Will Conrad, David Campiti, Mike Deodato
It was fun to be able to grab some time to talk with David Campiti at the Glass House Graphics booth. I've known David Campiti for - what, now? - decades, I guess, and I've watched from a distance as the former head of Innovation (who, in ages past, assigned me a four-part Dark Shadows story arc) has grown his own production group. At Comics Buyer's Guide, we've worked with David as one of the go-to folks who have provided covers for our issues - but, of course, he's done much, much more. At the booth, he told me he's produced a full animated feature film: Niko: The Journey to Magika, distributed by Red Giant Media. In the midst of such other activity as moving to Orlando, he's also contributing writer to Dynamite's Stan Lee's How to Draw Comics, which he has available at the Glass House booth.


And, of Course, There's News at Wizard World Chicago

Friday, August 12, 2011

Steve Horton
Gary Colabuono
Hungry for news at Wizard World Chicago? Just saunter through the nicely set-up Artist's Alley and chat with the many, many folks with projects released and in the works. For example, I came across Steve Horton, who had worked years ago as an intern at Comics Buyer's Guide and who is becoming increasingly active as a freelance writer. He said he's scripting the first installment now of "Amala's Blade" for use in Dark Horse Presents by Editor Chris Warner. It's planned as what Horton called "steampunk with swords," with an initial outing in February.

And some news is scheduled for release later in the show. Retailer (and longtime collector) Gary Colabuono says he has a terrific story to share about some unique (and I use the term correctly) comics collectibles. (Well, he didn't actually specify what the story involves - but I've heard rumors. And isn't that what convention conversations are all about?)

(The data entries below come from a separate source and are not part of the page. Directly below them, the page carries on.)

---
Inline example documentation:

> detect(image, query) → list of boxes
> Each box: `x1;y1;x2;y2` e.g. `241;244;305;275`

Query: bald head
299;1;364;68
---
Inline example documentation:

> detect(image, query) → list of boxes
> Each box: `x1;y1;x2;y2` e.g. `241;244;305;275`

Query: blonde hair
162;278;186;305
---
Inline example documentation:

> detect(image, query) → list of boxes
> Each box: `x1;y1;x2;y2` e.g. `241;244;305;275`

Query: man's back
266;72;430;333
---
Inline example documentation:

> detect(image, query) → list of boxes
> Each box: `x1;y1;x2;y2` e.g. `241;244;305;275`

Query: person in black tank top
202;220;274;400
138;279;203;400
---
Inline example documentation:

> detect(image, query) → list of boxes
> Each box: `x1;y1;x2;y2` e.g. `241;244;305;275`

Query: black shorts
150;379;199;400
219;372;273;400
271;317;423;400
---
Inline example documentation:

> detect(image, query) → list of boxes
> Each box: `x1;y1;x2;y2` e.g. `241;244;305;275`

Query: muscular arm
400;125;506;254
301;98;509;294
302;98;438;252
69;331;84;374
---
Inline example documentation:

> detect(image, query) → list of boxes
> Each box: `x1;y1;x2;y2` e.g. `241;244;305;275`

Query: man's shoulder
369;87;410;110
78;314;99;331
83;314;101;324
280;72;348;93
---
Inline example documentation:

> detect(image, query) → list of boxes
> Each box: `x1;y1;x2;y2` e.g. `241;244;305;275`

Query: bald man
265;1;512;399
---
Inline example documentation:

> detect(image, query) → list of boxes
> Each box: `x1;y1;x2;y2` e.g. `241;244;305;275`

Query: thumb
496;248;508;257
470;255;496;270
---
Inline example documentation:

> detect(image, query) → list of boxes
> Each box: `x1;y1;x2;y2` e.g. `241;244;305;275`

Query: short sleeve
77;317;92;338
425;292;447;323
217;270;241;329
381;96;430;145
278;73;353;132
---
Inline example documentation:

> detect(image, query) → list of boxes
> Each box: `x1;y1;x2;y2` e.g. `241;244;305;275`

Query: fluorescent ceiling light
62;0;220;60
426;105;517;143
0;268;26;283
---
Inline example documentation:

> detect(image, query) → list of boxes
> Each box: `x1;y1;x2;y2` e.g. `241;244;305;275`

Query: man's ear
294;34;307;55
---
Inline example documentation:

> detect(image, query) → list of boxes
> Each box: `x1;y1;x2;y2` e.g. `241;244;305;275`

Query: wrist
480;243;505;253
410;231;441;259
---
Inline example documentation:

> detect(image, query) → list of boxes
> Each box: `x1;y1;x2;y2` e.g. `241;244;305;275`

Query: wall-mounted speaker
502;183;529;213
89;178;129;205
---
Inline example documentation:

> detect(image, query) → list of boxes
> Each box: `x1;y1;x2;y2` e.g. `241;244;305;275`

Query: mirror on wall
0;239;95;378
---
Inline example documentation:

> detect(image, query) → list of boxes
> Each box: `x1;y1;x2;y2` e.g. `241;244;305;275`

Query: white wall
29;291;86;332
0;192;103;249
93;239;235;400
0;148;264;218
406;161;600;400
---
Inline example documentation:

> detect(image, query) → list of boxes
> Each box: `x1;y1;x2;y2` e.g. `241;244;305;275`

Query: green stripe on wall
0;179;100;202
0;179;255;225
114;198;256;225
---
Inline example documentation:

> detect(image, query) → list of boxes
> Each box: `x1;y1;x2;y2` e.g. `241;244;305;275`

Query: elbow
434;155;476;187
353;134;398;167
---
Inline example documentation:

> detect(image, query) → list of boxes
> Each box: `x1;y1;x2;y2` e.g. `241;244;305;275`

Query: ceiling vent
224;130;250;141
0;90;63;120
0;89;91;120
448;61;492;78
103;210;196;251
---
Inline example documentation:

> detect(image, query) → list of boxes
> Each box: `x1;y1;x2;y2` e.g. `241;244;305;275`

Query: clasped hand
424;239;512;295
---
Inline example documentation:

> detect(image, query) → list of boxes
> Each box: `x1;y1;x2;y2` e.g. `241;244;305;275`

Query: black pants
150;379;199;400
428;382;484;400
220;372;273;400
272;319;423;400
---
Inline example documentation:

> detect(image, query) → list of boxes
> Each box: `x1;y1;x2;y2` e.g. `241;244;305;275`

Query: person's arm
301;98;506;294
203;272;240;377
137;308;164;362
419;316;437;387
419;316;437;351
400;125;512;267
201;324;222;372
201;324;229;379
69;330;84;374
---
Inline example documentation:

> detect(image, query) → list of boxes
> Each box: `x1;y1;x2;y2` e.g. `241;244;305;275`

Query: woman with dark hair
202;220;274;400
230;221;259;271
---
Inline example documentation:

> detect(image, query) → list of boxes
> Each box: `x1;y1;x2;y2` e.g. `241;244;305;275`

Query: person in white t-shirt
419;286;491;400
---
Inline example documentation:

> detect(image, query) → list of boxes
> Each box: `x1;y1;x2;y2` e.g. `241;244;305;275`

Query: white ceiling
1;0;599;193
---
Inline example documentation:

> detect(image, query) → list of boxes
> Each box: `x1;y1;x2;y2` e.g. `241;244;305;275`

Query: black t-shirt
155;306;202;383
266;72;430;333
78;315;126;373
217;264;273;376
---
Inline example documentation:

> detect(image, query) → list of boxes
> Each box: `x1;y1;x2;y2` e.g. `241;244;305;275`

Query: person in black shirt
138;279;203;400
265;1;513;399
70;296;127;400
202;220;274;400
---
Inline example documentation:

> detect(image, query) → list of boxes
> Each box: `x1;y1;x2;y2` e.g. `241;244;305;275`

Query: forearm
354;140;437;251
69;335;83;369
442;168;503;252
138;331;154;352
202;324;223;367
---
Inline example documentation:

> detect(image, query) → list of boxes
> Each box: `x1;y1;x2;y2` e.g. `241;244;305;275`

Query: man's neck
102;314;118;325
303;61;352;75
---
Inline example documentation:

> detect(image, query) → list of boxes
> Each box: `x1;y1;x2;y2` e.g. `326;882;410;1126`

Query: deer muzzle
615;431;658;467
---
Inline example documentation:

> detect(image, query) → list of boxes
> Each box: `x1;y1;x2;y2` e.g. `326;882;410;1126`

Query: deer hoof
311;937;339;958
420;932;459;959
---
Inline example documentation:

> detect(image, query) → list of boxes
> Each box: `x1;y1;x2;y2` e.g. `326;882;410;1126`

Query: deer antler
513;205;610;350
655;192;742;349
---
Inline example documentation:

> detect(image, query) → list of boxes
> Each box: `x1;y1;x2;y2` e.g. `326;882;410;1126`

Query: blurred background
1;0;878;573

But enough posting. Time to head for the exhibit floor again.


Smell the Goodness AND Support Hero Initiative

Jim McLauchlin shows off comics-oriented Grendel scent
Jim McLaughlin was at the Hero Iniative booth at Wizard World Chicago, and among the items on display at that booth were bottles produced by Black Phoenix Alchemy Lab: comics- and fantasy-associated scents whose sales benefit the charity. It seems Black Phoenix works with creators to come up with a combination that everyone feels somehow "works" to convey elements of the pop-culture material in question. And sales pay off for charities. Over a three-year period, for example, the Grendel and Witchblade sales have grossed $10,000 to help the comics community. Check it out!


Who Knows WHAT You'll Find at Wizard World Chicago?

$100 of fun from a cool booth at Wizard World Chicago
Only one of the delights of Wizard World Chicago is its ongoing tradition as a great place to pick up an incredible variety of pop-culture items at bargain prices. Following preview night, I pause to evaluate a stack of miscellany at can't-pass-em-up rates and a small pile of cool paperbacks. And the point is that I didn't attend the show in order to buy these specific books and comics; I came with the attitude of "hey, let's see what I find." And, as a result, found Stuff! For example, that Essential Hulk was in a 3 for $10 box - and will be passed on to someone deserving (perhaps to a child of my acquaintance; it could end up as an incredibly cool coloring book). I think the three pulps were at that same price. I probably don't need those specific pulps, but at that price, what the heck? And I'll hit that booth several times more before the end of the show - because I'm sure I missed things. (At these prices, for example, I may invoke my role as a grandmother to provide reading choices for young 'uns.)

$40 in neat paperbacks
As to the cool paperbacks, I'd had no idea that Roy Huggins was a novelist - and the one I bought is turning out to be fun. (Huggins, of course, went on to a career in Hollywood, writing and producing some of my favorite entertainment, from Maverick to Rockford Files.) And another is a book by another pop-culture creator, Marion Hargrove; a check of my files [once I got back to the hotel room] revealed that I do have a hardcover of the paperback I bought last night - but with no dj, and the pb cover is charming. Hey, a Mark Gatiss Doctor Who novel I don't have! And the pb of a minor Thorne Smith novel looked to be in great shape, yadda, yadda. I can hardly wait to get back to the show this morning.